Clutching the comb in his palm, he glanced down at his desk, slapped a book shut, and frowned up at her. “You’re early.”
“I had to move up another meeting.” She smiled and took a seat across from him, pretending not to stare at the Tom Clancy hardcover he had under his elbows. Nice to know somebody had a little extra time. “I got your message.” First the Target call, then her dad, now Richard. Bad day to use the telephone.
“You need to make a decision today,” he said. “Payroll’s next Friday.”
She looked into his droopy face. At first she had felt sorry for him getting fired and rehired and having so little respect among
the other management, if Liam was any judge. But now she knew better. “I’m not going to lay off two dozen people just because you say so.”
He frowned down at his desk “You got rid of everyone else who knew anything.”
“I didn’t get rid of anyone.”
“Ellen would disagree.”
“You don’t work for her anymore.” She looked down at the stack of spreadsheets in her lap, flipped through them until she found the worst one. “I have a question about some of your numbers.”
His eyes darted up to her face. He didn’t take the paper she held out to him. “Oh?”
“In fact, I have a question about one number in particular. One kind of big number. From June.”
Richard’s lower lip, shiny with spit, began to quiver. He closed his eyes. “I shouldn’t have come back.”
His confession wasn’t as heartfelt as she’d wanted, but it would do. “You could have told me,” she said. “I know how . . . forceful . . . my aunt can be.”
“It was my idea,” he said. “All these years, and then he left it to a stranger. It just didn’t seem right.”
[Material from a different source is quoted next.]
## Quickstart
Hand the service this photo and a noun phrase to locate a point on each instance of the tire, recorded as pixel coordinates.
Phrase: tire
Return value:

“She wasn't the owner. You had no authority.”
“One little bonus. She would pay you off, then come back. Full circle. I saw it as a Fite-related business expense.” He pinched the bridge of his nose. “But then you didn’t take it, and, well . . . ”
“She fired you. That must have been a shock.”
“And she kept the money. Your grandfather had already taken out quite a bit of cash earlier this year.” He dropped his head into his hands. “Fite just doesn’t have the legs to pull through.”
Bev took out another stack of spreadsheets, barely controlling the urge to shake him. “It might if you stop paying executives who don’t work here anymore. Can you give me one good reason why you keep sending checks—very large checks—to Ellen’s home address?”
“It’s her salary.”
“She quit!”
He glanced away. “Nobody filled out the paperwork.”
Inside her, Bev felt the last strands of patience snap. She slammed her hands on the desk and leaned over it into Richard’s face. “Drop the bullshit, Richard. I’m your boss. Me. Not her.”